For the next few hours, we watched as Brendan interviewed each of the women briefly onstage. Many gave brilliant performances of song and dance. By the time number 20 was finished, I was keeling over with exhaustion. My mind, however, was made up. Amidst much hoo-ha, we retired to a private room to thrash out the winner.
After twenty minutes of heated analysis, we came to a unanimous decision. Hannah McDonnell is the woman we picked to represent Dublin at the Rose of Tralee. We felt that her unique presence would make Hannah a strong contender for the international Rose title. Besides having an electric personality, Hannah exudes a positive energy that comes from service to others and a very big heart.
Aged 22, Hannah currently works as artistic director/workshops facilitator with an organisation of artists with learning disabilities that she set up herself called See-Saw Theatre Company. She also teaches sign language to babies and their parents at Simply Signing in Swords, and is a relief care assistant for people with intellectual disabilities at St. Michael’s House in Ballymun. With a BA in performing arts, Hannah is waiting to do an MA in drama therapy as a mature student, and also plans to be a successful actor.
“One of my biggest ambitions is to set up the ‘Foundation for Success’,” Hannah told us during her interview. “It’s a foundation to support creativity and creative learning opportunities for children with learning disabilities, where the focus is on individual strengths, accessibility and opportunities for success. Where children who learn differently can build confidence and assertiveness and tap into their own innate skills and talents. It’ll support people with learning disabilities to be self-advocates. The core activity will be learning through exploring drama and performance.”

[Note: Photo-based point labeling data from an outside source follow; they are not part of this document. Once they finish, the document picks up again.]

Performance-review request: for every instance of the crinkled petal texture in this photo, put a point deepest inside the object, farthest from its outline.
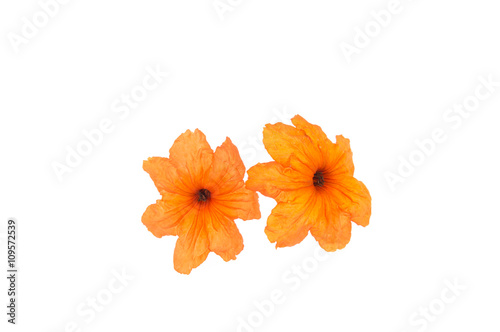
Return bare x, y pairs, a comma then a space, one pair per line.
203, 223
325, 209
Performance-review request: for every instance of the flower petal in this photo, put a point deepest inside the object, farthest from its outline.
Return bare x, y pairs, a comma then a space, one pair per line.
271, 179
290, 220
164, 176
291, 147
227, 171
224, 237
239, 204
163, 217
334, 230
337, 157
192, 247
192, 156
352, 197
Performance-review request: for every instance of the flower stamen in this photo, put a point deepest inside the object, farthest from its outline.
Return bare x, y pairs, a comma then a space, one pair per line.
203, 195
318, 179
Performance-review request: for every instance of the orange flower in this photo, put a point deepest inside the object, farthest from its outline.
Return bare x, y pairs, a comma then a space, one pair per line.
202, 192
312, 182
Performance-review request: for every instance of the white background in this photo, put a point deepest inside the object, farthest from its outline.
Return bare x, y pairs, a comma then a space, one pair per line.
228, 78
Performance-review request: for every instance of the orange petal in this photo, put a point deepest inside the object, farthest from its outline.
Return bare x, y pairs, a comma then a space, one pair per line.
290, 220
271, 179
239, 204
163, 217
352, 197
192, 156
333, 231
227, 171
164, 175
192, 247
335, 157
224, 237
291, 147
341, 162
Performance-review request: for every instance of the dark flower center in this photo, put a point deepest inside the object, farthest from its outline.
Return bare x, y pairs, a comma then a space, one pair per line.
203, 195
318, 179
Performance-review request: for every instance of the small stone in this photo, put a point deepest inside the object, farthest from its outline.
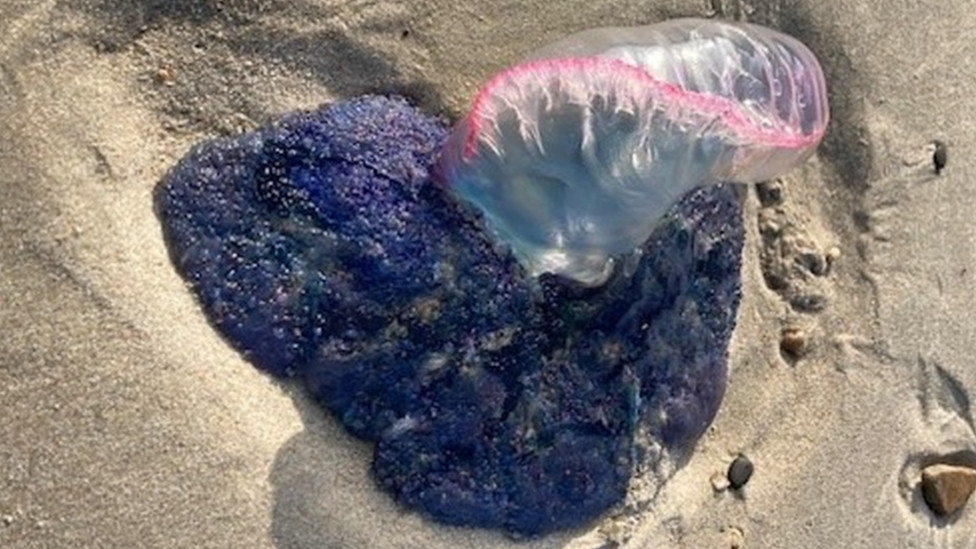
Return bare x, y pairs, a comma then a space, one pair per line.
815, 262
770, 193
793, 341
740, 471
737, 539
946, 488
720, 482
809, 303
831, 256
940, 156
164, 76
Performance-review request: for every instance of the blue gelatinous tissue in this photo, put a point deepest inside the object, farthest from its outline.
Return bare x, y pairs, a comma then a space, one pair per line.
325, 247
575, 154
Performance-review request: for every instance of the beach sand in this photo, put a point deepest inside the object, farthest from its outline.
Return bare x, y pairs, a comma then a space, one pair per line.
127, 421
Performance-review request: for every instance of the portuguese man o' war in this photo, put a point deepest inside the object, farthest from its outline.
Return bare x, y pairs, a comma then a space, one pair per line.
574, 155
328, 247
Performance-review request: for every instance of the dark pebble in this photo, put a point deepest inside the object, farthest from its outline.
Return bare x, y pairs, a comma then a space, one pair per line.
770, 193
740, 471
940, 157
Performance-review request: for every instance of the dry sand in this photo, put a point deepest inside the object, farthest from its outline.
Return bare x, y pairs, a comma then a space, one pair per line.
128, 423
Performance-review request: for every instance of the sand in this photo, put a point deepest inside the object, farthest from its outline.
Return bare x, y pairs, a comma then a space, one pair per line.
127, 422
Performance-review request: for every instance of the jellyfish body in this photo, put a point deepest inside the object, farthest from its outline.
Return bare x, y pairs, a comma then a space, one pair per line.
575, 155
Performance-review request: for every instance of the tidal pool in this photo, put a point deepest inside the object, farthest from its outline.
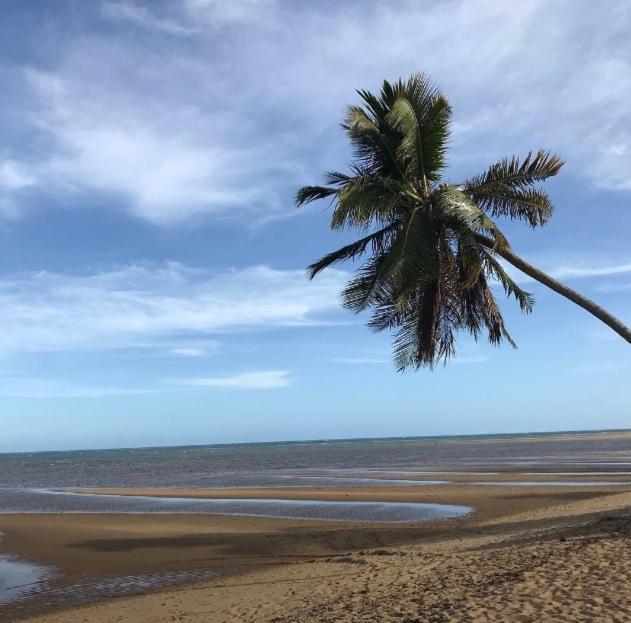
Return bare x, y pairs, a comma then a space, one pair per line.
18, 578
21, 500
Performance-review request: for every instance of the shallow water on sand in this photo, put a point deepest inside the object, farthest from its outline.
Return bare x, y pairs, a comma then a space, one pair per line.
18, 579
57, 501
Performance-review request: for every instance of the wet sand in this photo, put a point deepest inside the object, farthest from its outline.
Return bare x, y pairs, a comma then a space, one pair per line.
525, 554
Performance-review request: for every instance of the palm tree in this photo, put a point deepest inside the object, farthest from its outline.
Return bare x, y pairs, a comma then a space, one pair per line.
431, 251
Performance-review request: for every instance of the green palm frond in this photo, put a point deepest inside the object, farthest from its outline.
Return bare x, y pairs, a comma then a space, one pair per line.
535, 167
377, 240
429, 267
422, 115
307, 194
452, 206
507, 187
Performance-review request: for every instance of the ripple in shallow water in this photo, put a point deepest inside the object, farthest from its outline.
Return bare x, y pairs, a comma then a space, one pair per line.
18, 579
16, 500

The foundation is one aspect of Hannah’s five-year plan to become “an international ambassador for disability.” It’s my guess that Hannah’s empathy towards disability comes from two major life experiences: having a brother with Downs Syndrome, and being profoundly dyslexic herself. Hannah also has dyspraxia, a neurological disorder that can delay learning and development, making co-ordination and fine motor movements particularly challenging for the person who has it.

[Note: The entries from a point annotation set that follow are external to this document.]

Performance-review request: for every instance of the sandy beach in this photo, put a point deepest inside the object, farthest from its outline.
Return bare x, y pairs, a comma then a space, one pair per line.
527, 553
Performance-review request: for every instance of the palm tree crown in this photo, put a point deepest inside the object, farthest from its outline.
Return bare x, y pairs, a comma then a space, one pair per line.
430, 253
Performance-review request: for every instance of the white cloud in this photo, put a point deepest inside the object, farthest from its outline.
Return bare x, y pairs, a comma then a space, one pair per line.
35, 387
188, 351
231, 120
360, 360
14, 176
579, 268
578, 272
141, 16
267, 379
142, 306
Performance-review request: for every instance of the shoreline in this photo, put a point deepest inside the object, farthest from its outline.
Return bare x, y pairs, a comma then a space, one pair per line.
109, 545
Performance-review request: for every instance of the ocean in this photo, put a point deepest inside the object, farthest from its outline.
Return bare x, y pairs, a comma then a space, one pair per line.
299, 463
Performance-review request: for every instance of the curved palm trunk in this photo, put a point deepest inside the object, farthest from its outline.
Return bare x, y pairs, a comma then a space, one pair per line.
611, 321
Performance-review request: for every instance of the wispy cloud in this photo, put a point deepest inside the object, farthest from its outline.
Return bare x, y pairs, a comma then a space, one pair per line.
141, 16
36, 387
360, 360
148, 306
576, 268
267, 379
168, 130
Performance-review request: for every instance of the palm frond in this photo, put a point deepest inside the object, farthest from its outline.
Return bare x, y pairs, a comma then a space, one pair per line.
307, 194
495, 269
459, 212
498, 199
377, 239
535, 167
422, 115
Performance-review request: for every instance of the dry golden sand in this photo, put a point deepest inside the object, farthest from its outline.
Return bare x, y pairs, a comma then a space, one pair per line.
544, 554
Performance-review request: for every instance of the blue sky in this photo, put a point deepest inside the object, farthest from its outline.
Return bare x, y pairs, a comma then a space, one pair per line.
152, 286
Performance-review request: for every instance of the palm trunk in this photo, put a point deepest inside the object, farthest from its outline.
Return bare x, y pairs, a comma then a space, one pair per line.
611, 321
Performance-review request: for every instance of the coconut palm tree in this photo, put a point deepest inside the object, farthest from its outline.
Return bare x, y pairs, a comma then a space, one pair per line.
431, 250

It was an absolute joy watching Hannah and her family receive the news of her win. But my radar soon picked up a different feeling in the room. The downside to judging the Rose is that your decision makes you persona non grata to the large bulk of “lovely girl” supporters at the gala event. Very soon after the announcement, myself, Mike and Brendan beat a hasty retreat through a hidden door and made for the safety of Mike’s hotel room, where we relaxed after the long day over glasses of brandy.